Evrenden Mesajlar’a takdim yazan Prof. Dr. Faris Kaya, eseri bir “kâinat kitabı” olarak tanımlıyor. Üç sayfalık bu mühim sunuş yazısından bir paragrafını teberrüken paylaşalım: “Kâinat kitabında; atomlardan hücrelere, hücrelerden canlılara, güneşlerden galaksilere, çekirdeklerden bitkilere, nehirlerden denizlere, mikroplardan develere, yani her şey insana O’nu (cc) tanıyor, O’nu hatırlatıyor, hatta O’nu haykırıyor. Yeter ki kâinatın dilini öğrenelim.
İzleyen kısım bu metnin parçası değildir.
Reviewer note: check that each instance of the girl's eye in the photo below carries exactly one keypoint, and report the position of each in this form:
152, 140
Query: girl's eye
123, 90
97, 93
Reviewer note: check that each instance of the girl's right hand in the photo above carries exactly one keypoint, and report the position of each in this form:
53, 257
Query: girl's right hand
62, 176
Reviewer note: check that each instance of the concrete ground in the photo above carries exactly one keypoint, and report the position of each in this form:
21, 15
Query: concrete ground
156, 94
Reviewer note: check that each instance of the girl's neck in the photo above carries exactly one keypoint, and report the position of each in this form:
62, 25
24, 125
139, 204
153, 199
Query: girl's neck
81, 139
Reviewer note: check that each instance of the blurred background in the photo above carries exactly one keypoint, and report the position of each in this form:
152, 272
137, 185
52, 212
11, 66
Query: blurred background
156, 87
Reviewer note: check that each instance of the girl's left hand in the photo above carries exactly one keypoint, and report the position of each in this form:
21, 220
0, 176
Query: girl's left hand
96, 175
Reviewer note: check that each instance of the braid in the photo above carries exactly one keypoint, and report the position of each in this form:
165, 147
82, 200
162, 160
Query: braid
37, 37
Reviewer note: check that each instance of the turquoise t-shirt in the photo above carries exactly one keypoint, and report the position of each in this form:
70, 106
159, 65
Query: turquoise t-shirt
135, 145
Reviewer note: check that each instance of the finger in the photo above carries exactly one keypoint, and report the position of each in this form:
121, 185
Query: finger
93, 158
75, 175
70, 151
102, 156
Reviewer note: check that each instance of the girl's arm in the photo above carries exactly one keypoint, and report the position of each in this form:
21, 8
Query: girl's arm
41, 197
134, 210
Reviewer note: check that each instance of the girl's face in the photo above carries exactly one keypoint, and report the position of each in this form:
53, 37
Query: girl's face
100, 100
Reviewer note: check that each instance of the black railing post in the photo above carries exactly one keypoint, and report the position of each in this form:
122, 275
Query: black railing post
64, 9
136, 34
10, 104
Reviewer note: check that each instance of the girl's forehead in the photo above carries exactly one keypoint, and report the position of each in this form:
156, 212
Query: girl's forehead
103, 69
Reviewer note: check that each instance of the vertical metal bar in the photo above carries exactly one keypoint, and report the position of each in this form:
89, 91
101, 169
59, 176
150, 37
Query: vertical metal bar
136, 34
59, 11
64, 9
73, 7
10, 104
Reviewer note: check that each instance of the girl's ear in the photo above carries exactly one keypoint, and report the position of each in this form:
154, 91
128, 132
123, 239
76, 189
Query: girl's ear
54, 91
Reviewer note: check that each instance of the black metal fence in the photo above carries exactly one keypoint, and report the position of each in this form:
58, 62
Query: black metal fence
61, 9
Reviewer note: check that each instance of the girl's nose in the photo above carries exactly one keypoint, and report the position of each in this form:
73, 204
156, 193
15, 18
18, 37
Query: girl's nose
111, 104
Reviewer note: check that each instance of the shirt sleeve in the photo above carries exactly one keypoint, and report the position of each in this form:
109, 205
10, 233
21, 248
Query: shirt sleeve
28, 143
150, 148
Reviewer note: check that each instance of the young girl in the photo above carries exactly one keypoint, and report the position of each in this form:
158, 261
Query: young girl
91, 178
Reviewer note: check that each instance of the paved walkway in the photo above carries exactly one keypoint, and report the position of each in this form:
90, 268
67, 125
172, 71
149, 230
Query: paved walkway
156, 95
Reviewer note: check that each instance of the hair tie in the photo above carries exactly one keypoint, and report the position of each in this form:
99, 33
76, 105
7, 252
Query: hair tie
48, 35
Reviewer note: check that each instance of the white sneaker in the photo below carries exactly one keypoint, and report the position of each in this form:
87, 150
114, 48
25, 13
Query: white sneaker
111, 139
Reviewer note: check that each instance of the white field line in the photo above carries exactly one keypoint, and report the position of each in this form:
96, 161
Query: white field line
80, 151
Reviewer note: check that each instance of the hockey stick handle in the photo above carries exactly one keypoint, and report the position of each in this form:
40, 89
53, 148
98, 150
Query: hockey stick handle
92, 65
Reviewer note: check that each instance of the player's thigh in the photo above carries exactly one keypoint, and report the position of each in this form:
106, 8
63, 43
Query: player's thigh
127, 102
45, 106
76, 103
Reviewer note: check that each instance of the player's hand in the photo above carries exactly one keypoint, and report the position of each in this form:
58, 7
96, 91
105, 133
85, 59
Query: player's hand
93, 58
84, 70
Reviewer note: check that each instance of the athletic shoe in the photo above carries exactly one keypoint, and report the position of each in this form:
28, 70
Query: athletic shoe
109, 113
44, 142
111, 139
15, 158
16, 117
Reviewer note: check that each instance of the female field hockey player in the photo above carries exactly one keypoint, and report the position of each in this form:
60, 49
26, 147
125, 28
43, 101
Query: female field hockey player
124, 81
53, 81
Kur’an kitabı, okumak için yazıldığı gibi, kâinat kitabı da (evren de) elbette okumak için yazılmıştır. İşte elinizdeki bu kitap, kâinatın dili ile kâinat kitabının evrenin mesajlarının nasıl okunacağına dair bir çalışmadır ve bir saatine bir sene nafile ibadet sevabı kazanılmasına vesile olacak içerikte hazırlanmıştır.”
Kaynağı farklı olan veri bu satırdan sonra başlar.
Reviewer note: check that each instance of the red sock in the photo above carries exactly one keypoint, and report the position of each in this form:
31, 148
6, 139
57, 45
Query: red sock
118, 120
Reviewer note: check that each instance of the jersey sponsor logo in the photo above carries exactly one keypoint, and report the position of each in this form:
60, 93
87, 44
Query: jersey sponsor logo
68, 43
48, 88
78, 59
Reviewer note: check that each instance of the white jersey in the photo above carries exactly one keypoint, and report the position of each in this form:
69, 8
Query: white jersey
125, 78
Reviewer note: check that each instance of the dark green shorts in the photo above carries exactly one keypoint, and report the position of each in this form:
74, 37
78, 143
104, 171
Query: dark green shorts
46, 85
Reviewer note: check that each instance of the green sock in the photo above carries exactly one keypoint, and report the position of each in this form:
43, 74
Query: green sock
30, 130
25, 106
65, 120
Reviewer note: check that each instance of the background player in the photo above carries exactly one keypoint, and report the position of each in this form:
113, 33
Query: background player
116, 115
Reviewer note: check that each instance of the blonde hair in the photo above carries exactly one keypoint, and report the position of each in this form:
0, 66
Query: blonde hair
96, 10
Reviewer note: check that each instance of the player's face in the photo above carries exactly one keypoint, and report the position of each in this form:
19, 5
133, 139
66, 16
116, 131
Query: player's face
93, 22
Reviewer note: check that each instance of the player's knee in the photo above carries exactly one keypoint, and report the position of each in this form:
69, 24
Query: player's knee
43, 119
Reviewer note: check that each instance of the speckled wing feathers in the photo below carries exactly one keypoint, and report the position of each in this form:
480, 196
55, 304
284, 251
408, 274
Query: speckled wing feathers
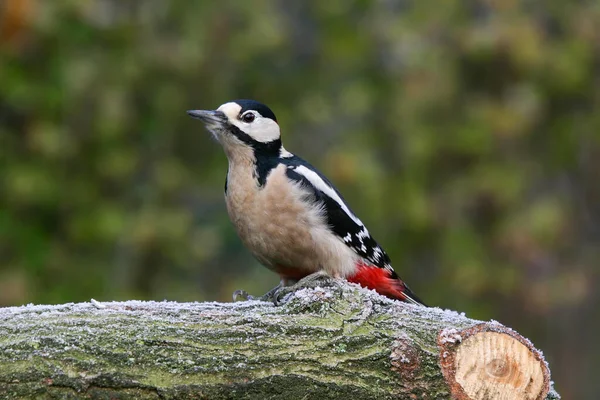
340, 218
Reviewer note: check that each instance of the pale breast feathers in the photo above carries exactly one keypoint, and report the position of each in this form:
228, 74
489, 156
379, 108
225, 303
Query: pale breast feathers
340, 218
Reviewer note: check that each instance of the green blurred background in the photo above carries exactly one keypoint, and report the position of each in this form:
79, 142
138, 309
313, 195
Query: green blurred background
465, 134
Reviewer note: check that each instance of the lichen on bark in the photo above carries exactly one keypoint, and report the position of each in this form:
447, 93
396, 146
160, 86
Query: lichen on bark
321, 343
Kâinatı tefekkür etmenin hazzını yaşayanlar bundan asla vazgeçmez. Atomları, hücreleri, çekirdekleri düşünmek... Nehirleri, denizleri, dağları, bitkileri, hayvanları ve bütünüyle yeryüzünde gördüklerimizi tefekkür etmek… Başımızı kaldırıp semayı ibretle seyretmek… Birbirine çarpmayan binlerce yıldızın yol haritasına kafa yormak… Güneş, ay, galaksiler… Sonra Cenabı Allah’ın muazzam bir şekilde yarattığı vücudumuz… Gözümüz, kulağımız, beynimiz, midemiz, kalbimiz velhâsıl bütün azalarımız… Kendimizi yeniden keşfetmenin, vücudumuzu idrak etmenin ince yollarını gösteriyor kitap. Sebzeler, meyveler ve bunlara olan ihtiyacımız… Çok güzel fotoğraflarla süslenmiş eser, gözümüze seyran, gönlümüze bayram yaptırıyor. Bize hem iç dünyamızın coğrafyasını hem de kâinatın tefekküri dilini öğretiyor. Yeni iklimlere ve güzel ufuklara doğru açılmamızı sağlıyor ve düşünmeye sevk ediyor. Ben kitabı çok sevdim, inanıyorum ki sizler de severek okuyacaksınız. Bu arada biz köşe yazarlarından sadece sayfa editörlerimiz değil Haluk İmamoğlu abimiz de kısa yazı istiyor. “Kitaplar ince, yazılar kısa olmalıdır.” diyor. İnşallah bu yazı istediği gibi olmuştur. Hepinize iyi okumalar diliyorum.